Three-quarters of UK adults who have received charity help this year have become dependent on regular support, research suggests.
Almost one in eight UK adults (14%) have received charity help since March, according to a survey, which also found that 55% of this group never expected they would need to turn to charity.
Three-quarters have been dependent on regular support during the coronavirus pandemic, the Opinium survey of 2,000 adults between December 1 and 3 found.
And more than a third (39%) expect to need charity support for at least another six months.
The research was commissioned by the Covid-19 Support Fund, which was established by the insurance and long-term savings industry and has raised £100 million for those hardest hit by the crisis.
Mental health support, food support, and employment support were the most common types of charity services that people used.
Young, employed adults and Londoners were more likely to be dependent on charity help, the survey found.
More than a third (35%) of 18 to 34-year-olds received employment support, while 40% of 35 to 54-year-olds received mental health support.
Around two-fifths of those who received help said they would have felt depressed or anxious without this support.
Yvonne Braun, executive lead at the Association of British Insurers for the Covid-19 Support Fund, said: “This research paints a worrying picture of how dependent people across the UK have been on charity support since the beginning of this crisis.
“The support people have needed hasn’t been a one-off, instead many have required regular help from these organisations. And many people would have suffered more without the help that many charities have provided them with this year.
“It is also clear that without charities, the emotional impact of not having any support could have worsened this crisis even more.”
The survey also suggests there has been a “boom” in the recognition of support from charities.
Two-thirds of people surveyed said they are more likely than before to seek charity help, 42% are more likely to donate and 30% are more likely to volunteer.

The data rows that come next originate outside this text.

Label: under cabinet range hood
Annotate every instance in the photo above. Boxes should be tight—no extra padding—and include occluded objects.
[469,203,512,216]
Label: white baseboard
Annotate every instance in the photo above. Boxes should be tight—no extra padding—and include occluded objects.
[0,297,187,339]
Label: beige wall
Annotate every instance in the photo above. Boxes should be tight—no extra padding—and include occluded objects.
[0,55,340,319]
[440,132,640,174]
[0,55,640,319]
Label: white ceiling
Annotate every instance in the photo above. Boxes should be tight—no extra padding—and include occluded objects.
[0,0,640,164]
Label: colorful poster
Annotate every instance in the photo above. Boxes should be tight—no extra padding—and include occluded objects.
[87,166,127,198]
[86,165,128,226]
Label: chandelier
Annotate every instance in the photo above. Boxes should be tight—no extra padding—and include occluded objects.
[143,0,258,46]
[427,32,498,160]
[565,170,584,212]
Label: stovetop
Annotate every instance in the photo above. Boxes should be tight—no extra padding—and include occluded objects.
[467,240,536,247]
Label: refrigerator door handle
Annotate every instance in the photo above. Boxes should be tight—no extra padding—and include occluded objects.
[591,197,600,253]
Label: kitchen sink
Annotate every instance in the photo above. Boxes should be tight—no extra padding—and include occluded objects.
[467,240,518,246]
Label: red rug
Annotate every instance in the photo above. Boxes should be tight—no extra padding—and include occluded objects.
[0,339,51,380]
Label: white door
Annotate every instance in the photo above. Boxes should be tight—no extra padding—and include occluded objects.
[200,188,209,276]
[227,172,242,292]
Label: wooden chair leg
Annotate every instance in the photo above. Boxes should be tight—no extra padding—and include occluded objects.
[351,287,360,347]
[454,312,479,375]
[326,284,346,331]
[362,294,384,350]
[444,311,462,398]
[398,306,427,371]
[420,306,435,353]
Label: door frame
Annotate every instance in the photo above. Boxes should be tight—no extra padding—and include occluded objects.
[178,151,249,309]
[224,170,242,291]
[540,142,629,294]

However, more than half (58%) said they are concerned about the drop-off in funding that charities are experiencing.
The Covid-19 Support Fund has been helping charities affected by the pandemic, including community-based charities, those supporting families and older people, and initiatives to promote wellbeing and mental health.
Ms Braun added: “We’re proud that the Covid-19 Support Fund is enabling charities to carry out their vital work in this unprecedented time, and we’re grateful to all the firms across the insurance and long-term savings industry who have generously donated this year.”
The fund has raised £104 million, with £83.9 million pledged in voluntary contributions from firms within the sector and £20 million provided by Department for Digital, Culture, Media and Sport match funding.
In April, the Chancellor announced a £750 million package of support to help charities continue their work during the pandemic, most of which has now been provided.